Should we add something like aggregated_units: true? (some powerplants like nuclear have the same name for different powerplant units. Does that lead to conflicts? Will aggregated_units: true help?). Probably we could test that @Tomkourou :+1:

That's a good question. Until now I didn't have any problems with this but that was because I was using the GEM unit ids or phase ids for renewables instead of project ids. If you use projectids it will probably throw an error since there will be duplicates.

pz-max commented 1 year ago

@Tomkourou Will be reviewed on Monday :+1:

FabianHofmann commented 1 year ago

thanks @Tomkourou! looks all very nice!

FabianHofmann commented 1 year ago

@Tomkourou one question: You added that the GEM datasets are not reporting net capacity. Do you remember where you got this information from? I cannot find it on the GEM page. Since PPM should report net capacity, this might lead to some issues if we do not rescale the capacities. Thanks!
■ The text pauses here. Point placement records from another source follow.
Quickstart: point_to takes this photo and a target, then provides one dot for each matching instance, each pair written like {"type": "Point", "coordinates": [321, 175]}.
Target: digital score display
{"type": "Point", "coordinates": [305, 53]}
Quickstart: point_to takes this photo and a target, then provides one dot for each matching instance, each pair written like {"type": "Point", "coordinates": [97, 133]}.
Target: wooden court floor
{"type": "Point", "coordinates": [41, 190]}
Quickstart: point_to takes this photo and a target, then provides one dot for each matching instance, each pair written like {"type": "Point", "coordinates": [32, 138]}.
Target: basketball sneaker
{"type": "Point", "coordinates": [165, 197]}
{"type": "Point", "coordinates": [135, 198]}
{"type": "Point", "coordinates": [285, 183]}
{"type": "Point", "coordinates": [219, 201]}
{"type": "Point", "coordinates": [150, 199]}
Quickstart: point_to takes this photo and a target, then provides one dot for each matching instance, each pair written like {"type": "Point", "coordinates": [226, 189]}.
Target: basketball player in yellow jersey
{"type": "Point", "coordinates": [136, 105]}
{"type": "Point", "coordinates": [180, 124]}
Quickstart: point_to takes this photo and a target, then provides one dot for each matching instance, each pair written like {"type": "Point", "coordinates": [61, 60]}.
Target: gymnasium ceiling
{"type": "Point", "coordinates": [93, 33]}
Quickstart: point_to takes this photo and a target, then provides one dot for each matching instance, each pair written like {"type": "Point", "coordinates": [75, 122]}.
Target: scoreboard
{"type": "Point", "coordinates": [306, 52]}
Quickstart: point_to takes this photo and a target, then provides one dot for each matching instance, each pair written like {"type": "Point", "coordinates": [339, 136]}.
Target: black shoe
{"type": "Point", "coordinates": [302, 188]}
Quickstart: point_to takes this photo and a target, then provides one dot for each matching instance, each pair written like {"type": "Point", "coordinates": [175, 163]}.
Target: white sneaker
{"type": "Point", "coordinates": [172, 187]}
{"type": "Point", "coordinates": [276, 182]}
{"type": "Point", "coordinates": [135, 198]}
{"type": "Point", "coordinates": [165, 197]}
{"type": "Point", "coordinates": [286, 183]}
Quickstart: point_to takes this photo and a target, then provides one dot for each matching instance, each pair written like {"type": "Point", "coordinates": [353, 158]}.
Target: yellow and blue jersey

Tomkourou commented 1 year ago

@FabianHofmann it's a good question. My understanding was that since most GEM datasets include multiple units for powerplants then they needed to be summed up in the process and that's why I categorised them as not reporting net capacity.

Perhaps I misunderstood the meaning of net capacity though and it needs to be recategorised?

FabianHofmann commented 1 year ago

@Tomkourou thanks for your answer! Actually, the correct tag for that would be aggregated_units. But this is no problem at all, since the data is effectively treated as net capacity in the code, which then correct and makes things easier. I will just remove the net_capacity tags from the config.